Clinical Significance
The AbESTT technique is a significant advancement in ventral hernia repair, offering a less invasive alternative to traditional open surgery. Its primary function is to restore the integrity of the abdominal wall by placing a large synthetic mesh in the sublay (retrorectus) position. This location is considered ideal as it is well-vascularized and keeps the mesh isolated from the intra-abdominal organs. The “transtubular” aspect refers to performing the dissection and mesh insertion through a single, strategically placed tubular port, minimizing fascial trauma. This approach typically results in smaller incisions, reduced postoperative pain, a lower risk of surgical site infections, and a quicker return to normal activities for the patient compared to open repair.
Related Conditions
AbESTT is primarily indicated for the treatment of various anterior abdominal wall defects. These include:
- Ventral Hernias: Hernias that occur at any location along the midline of the abdominal wall, such as umbilical or epigastric hernias.

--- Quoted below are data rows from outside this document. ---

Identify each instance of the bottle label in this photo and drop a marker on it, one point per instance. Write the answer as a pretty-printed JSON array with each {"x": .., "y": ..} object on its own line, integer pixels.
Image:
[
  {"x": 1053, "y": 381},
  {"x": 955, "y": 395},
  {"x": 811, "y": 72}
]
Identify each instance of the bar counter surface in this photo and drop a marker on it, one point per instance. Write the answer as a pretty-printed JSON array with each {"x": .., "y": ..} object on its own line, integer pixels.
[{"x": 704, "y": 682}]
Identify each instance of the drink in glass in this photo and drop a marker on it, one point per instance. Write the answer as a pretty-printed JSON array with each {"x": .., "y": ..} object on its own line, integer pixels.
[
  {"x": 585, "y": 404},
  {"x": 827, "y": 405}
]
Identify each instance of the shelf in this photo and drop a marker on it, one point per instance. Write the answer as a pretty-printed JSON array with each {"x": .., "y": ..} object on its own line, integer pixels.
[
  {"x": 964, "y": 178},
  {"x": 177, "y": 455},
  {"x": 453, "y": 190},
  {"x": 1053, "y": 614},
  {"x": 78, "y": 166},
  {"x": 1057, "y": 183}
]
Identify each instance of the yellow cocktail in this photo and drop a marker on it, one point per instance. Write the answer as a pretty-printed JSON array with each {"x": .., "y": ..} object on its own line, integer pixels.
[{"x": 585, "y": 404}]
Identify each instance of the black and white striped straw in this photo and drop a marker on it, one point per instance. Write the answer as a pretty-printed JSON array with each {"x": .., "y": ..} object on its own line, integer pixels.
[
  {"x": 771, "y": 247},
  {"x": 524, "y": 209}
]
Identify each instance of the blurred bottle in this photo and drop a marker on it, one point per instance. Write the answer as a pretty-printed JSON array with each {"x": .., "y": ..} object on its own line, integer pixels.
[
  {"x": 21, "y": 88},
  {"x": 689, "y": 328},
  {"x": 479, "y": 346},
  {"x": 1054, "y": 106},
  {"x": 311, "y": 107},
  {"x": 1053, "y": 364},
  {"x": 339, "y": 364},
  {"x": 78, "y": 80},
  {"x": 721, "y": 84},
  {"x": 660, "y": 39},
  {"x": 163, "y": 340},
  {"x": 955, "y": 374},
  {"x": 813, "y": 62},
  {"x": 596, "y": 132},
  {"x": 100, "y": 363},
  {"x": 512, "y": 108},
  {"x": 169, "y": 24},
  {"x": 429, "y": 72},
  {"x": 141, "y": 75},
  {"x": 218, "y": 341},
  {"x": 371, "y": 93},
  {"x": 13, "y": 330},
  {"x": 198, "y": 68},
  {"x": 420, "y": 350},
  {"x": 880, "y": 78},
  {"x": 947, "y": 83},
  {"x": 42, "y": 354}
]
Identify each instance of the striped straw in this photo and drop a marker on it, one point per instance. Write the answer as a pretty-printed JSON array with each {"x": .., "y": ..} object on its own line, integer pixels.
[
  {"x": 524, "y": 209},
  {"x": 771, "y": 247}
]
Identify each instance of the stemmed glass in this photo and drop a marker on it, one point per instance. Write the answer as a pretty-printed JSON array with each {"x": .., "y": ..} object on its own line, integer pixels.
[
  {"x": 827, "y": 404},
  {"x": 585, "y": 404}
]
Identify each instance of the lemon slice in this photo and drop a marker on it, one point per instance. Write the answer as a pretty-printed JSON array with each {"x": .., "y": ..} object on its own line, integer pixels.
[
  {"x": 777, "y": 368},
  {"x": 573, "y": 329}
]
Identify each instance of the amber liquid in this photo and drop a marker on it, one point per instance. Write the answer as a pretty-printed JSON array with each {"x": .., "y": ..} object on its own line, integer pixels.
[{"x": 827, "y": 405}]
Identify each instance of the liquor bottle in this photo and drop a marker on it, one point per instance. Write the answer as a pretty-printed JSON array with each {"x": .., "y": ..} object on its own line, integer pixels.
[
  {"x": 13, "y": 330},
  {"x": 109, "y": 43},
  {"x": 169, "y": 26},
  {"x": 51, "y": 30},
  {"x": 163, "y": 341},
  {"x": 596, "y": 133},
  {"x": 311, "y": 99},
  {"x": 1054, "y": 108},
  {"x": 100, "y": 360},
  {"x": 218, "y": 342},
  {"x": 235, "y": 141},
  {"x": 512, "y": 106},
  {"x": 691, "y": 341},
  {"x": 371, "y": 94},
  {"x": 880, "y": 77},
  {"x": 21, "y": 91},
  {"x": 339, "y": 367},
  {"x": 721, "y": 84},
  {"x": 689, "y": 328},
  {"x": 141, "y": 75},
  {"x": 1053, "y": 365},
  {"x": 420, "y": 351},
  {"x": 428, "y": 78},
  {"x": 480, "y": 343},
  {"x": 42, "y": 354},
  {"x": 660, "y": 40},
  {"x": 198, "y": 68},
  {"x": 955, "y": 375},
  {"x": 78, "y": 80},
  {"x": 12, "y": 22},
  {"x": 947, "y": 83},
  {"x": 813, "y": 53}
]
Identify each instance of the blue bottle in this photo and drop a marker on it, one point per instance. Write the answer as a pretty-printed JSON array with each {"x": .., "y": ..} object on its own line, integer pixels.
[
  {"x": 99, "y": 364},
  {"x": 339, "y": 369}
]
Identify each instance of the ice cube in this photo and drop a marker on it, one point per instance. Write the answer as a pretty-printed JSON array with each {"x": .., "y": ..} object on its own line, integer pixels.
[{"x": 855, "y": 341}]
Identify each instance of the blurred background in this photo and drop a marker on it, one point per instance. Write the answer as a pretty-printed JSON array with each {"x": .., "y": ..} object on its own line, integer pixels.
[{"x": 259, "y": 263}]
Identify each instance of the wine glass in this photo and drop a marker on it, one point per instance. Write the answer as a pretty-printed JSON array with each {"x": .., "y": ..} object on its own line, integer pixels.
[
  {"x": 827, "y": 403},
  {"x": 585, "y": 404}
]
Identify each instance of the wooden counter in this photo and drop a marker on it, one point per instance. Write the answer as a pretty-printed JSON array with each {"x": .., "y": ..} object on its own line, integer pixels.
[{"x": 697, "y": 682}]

- Incisional Hernias: Hernias that develop at the site of a previous surgical incision.
- Rectus Diastasis: While not a true hernia, this separation of the rectus abdominis muscles is often repaired concurrently using AbESTT or similar techniques.
The procedure is considered an evolution within the field of minimally invasive hernia surgery, related to other techniques like eTEP (enhanced-view totally extraperitoneal) repair.
Key Takeaways
- Minimally Invasive: AbESTT is a modern, minimally invasive surgical technique for repairing ventral and incisional hernias.
- Sublay Mesh Placement: It utilizes an endoscopic approach to place a large prosthetic mesh in the optimal retrorectus (sublay) space.
- Patient Benefits: The technique is associated with reduced postoperative pain, lower infection rates, and faster patient recovery.
Note: This content is for informational purposes only and does not substitute for professional medical advice. Always consult your doctor for diagnosis and treatment.